In this Saturday, Feb. 22, 2014, photo, Joaquin 'El Chapo' Guzman is escorted to a helicopter in handcuffs by Mexican navy marines at a navy hanger in Mexico City, Mexico. Guzman, the head of Mexico's Sinaloa Cartel, was captured overnight in the beach resort town of Mazatlan. (Eduardo Verdugo/The Associated Press)
WASHINGTON — The United States is quietly expanding its training of Mexico's armed forces, helping to reverse decades of mistrust that made Mexico's military reluctant to cooperate with its northern neighbor.
The amount the Pentagon spent on training Mexico's armed forces, though small, increased to more than $15 million last year, up from about $3 million in 2009, according to U.S. Northern Command, which oversees U.S. military contacts with Mexico.
The training comes as Mexico's armed forces have been drawn deeper into the country's war on drugs and organized crime.
"For decades, Mexico's military tried to remain autonomous from the U.S. military," said David Shirk, a fellow at the Wilson Center.
U.S. military officials are reluctant to discuss the relationship openly because of sensitivities in Mexico about appearing dependent on American help.

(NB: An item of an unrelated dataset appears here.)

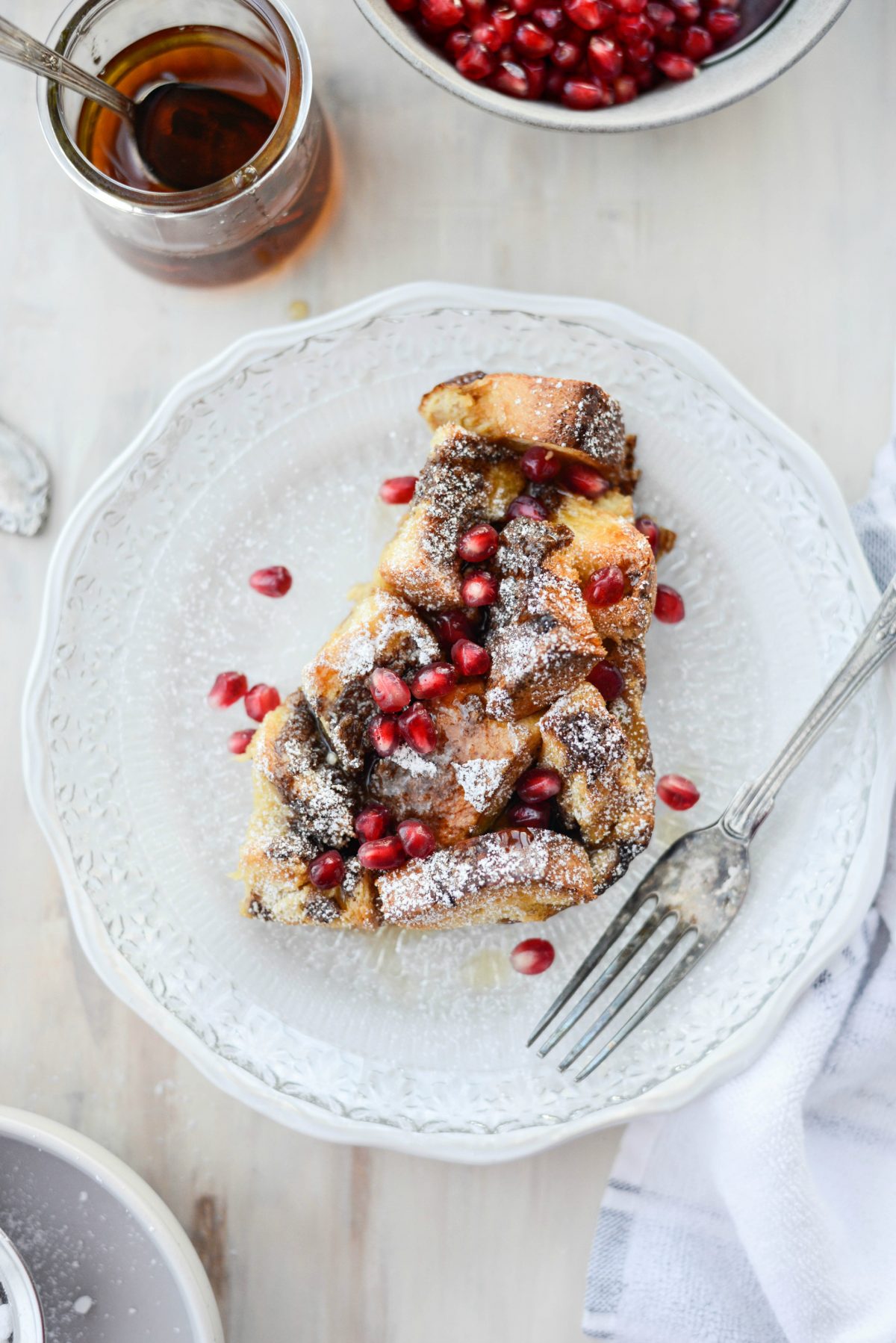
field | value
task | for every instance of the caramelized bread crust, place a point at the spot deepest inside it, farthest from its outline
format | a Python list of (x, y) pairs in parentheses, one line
[(312, 763), (578, 419)]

In a statement, the Pentagon said the U.S. military participated in 150 "engagements" with Mexican troops on both sides of the border, "sharing training opportunities with more than 3,000 Mexican soldiers, sailors, airmen and Marines."
The statement said the Pentagon's "interactions" with Mexico's military have expanded over the past three years. Mexican government officials declined to speak on the record about the training.
The Mexican navy and marine corps have been particularly receptive, allowing the United States to expand its training with Mexico's armed forces and build trust.
"Our security agencies have focused heavily on cooperation with the navy and marines," said George Grayson, a professor at William and Mary who has written a book about Mexican drug cartels.
By contrast, the army is a more "insular" institution less willing to cooperate with foreign military forces, Shirk said.
"The navy has earned a tremendous amount of trust from American authorities," Shirk said.
The army is more susceptible to corruption, since its soldiers have been deployed throughout the country in fixed locations, where there are more opportunities to be bribed. They have direct contact with drugs through eradication efforts.
The Mexican marines are used only for targeted raids and are more insulated from bribes or intimidation, Shirk said.
Grayson said the navy and marines were used for one of the first times when they launched a raid in 2009 that killed Arturo Beltrán Leyva, the leader of a major cartel in Cuernevaca.
The forces used in the raid received extensive training from the United States, according to a classified U.S. Embassy message that was released by WikiLeaks.
The U.S. government initially provided intelligence to the army on the whereabouts of Beltrán Leyva but was reluctant to act, the message said.
"Its success puts the Army in the difficult position of explaining why it has been reluctant to act on good intelligence and conduct operations against high-level targets," the embassy cable said, according to WikiLeaks.
The success of that raid led to a heavier reliance on the Mexican navy and marines. Of 22 raids on top-level traffickers from 2006 through 2012, seven were conducted by the navy and marines, according to Grayson.
The army was responsible for eight raids during that time, even though it is a much larger force. The federal police conducted eight raids.
Grayson said Mexico's navy is more willing to use modern intelligence methods, such as surveillance drones, to target kingpins. It is learning many of the techniques from Americans.
The U.S. military has provided a range of training for Mexican forces, ranging from small-unit tactics to helicopter maintenance.
The military training is part of a larger program to support Mexico's war on drugs. The cornerstone of that is the Merida initiative, a $2.1 billion program started in 2007. The program has provided equipment and training for Mexico's judiciary and law enforcement agencies.
That program has opened the door to military contacts, Shirk said. "That really was a watershed moment," he said.